Gorgeous gorgeous gorgeous!!! :thumbup::thumbup:


----------



## Elsie's mum (Mar 9, 2009)

I think there are 3 girls and a boy, but can't be sure! :confused1:


----------



## Taylorbaby (Jan 10, 2009)

Elsie's mum said:


> Oh and forgot to say Taylorbaby the more I look a Iggy now the more I suspect she could be a seal as her points do look dark but compared to both my parents and my brothers seals she has a much lighter body :confused1:
> As you can tell the whole family loves siamese!


She is 100% a seal :laugh: A lovely one to! :001_wub: do love a siamese 
doesnt matter about the body they can stay a very light cream / beige or become darker, just depends on the cat, chocolates are about 50-75% lighter than her 

Babies look seal and poss a blue to, one looks tabby?? but might just be the light! lil eyes open *sigh* so cute!


----------



## Soupie (Sep 2, 2008)

Elsie's mum said:


> No idea they weren't planned, when i got her she was already pregnant, heres her story:
> http://www.petforums.co.uk/cat-breeding/194000-adopted-cat-turned-out-pregnant-help.html
> 
> She is a chocolate point and if the dad is who I think it is then he is also a chocolate point but I dont know their background so no idea what to expect, can 2 chocolate points have different colour point kittens?
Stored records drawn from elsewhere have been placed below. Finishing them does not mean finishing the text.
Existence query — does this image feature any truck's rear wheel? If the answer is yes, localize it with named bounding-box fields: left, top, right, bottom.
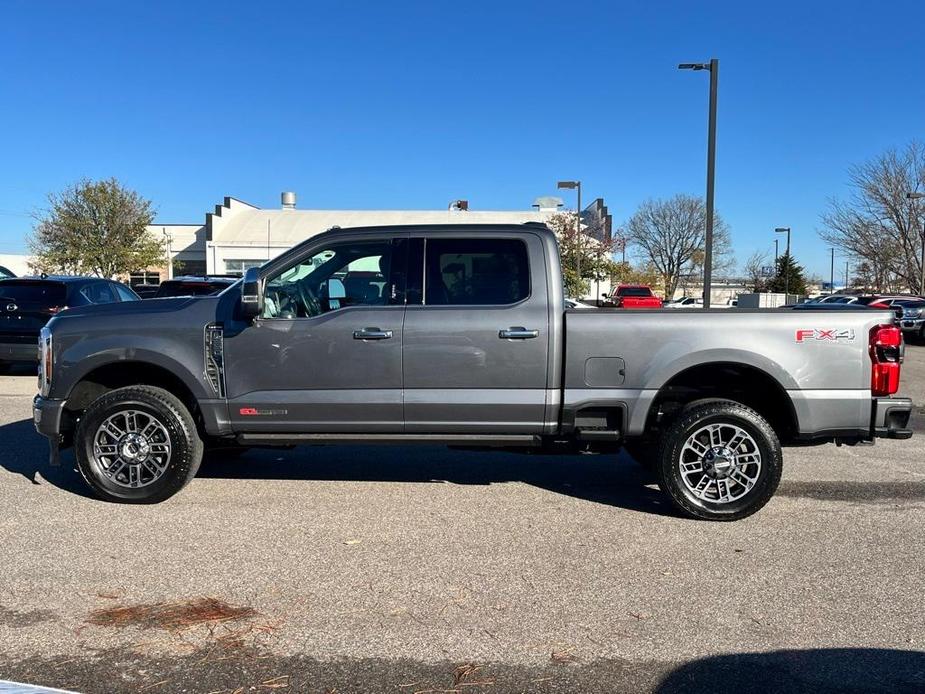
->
left=656, top=400, right=781, bottom=521
left=75, top=386, right=203, bottom=503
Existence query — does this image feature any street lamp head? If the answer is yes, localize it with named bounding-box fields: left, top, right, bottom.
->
left=678, top=62, right=709, bottom=70
left=906, top=192, right=925, bottom=200
left=774, top=227, right=790, bottom=233
left=557, top=180, right=579, bottom=190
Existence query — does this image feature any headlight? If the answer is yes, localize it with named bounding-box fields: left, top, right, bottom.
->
left=38, top=327, right=52, bottom=396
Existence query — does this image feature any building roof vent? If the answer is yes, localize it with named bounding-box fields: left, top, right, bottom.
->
left=449, top=199, right=469, bottom=211
left=532, top=196, right=564, bottom=212
left=281, top=191, right=297, bottom=210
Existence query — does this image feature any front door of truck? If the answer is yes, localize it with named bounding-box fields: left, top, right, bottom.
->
left=402, top=234, right=550, bottom=433
left=223, top=235, right=408, bottom=433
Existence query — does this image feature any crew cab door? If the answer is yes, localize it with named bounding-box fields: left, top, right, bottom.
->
left=223, top=234, right=408, bottom=433
left=402, top=234, right=550, bottom=433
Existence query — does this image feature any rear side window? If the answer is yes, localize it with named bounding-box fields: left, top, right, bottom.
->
left=81, top=282, right=117, bottom=304
left=424, top=239, right=529, bottom=306
left=113, top=284, right=139, bottom=302
left=0, top=280, right=66, bottom=305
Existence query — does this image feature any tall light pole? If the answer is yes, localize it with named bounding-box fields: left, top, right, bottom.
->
left=162, top=228, right=173, bottom=280
left=774, top=239, right=779, bottom=263
left=775, top=227, right=791, bottom=296
left=558, top=180, right=582, bottom=294
left=830, top=248, right=835, bottom=293
left=679, top=58, right=718, bottom=308
left=906, top=192, right=925, bottom=296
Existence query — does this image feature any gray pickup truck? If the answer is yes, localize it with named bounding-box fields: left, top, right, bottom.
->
left=33, top=224, right=913, bottom=520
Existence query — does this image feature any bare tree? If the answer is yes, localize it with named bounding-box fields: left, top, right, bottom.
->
left=625, top=194, right=733, bottom=298
left=743, top=250, right=770, bottom=292
left=820, top=141, right=925, bottom=292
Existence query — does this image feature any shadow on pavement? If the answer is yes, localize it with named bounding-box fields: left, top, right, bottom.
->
left=199, top=443, right=676, bottom=515
left=0, top=413, right=674, bottom=515
left=655, top=647, right=925, bottom=693
left=0, top=418, right=94, bottom=498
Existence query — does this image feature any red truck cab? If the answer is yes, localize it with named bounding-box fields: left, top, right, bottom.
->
left=608, top=284, right=663, bottom=309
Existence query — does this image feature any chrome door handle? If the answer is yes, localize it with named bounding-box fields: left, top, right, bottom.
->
left=499, top=327, right=539, bottom=339
left=353, top=327, right=393, bottom=340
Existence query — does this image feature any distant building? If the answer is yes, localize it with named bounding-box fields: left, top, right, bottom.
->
left=142, top=192, right=608, bottom=285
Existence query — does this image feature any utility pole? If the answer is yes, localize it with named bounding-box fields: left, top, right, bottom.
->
left=678, top=58, right=719, bottom=308
left=830, top=248, right=835, bottom=292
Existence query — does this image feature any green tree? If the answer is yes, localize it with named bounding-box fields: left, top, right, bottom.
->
left=29, top=178, right=163, bottom=277
left=767, top=252, right=807, bottom=296
left=548, top=212, right=620, bottom=298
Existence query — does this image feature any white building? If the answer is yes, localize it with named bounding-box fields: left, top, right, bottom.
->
left=147, top=192, right=577, bottom=278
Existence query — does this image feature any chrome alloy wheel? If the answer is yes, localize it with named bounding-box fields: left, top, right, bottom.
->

AKAIK two chocolate points cannot produce seal or blue as chocolate is recessive to these colours. You could get chocolate or lilac or cinnamon or fawn if both parents are carriers.

You could get seal or blue if dad is seal or blue.


----------



## Soupie (Sep 2, 2008)

Soupie said:


> AKAIK two chocolate points cannot produce seal or blue as chocolate is recessive to these colours. You could get chocolate or lilac or cinnamon or fawn if both parents are carriers.
> 
> You could get seal or blue if dad is seal or blue.


Or if mum is in fact seal and not chocolate!


----------



## Elsie's mum (Mar 9, 2009)

I'll have to take a pic of her in natural light as most of these are when I get home from work so its already dark and with the flash I think it makes her look darker than she is, but either way I still think she's beautiful!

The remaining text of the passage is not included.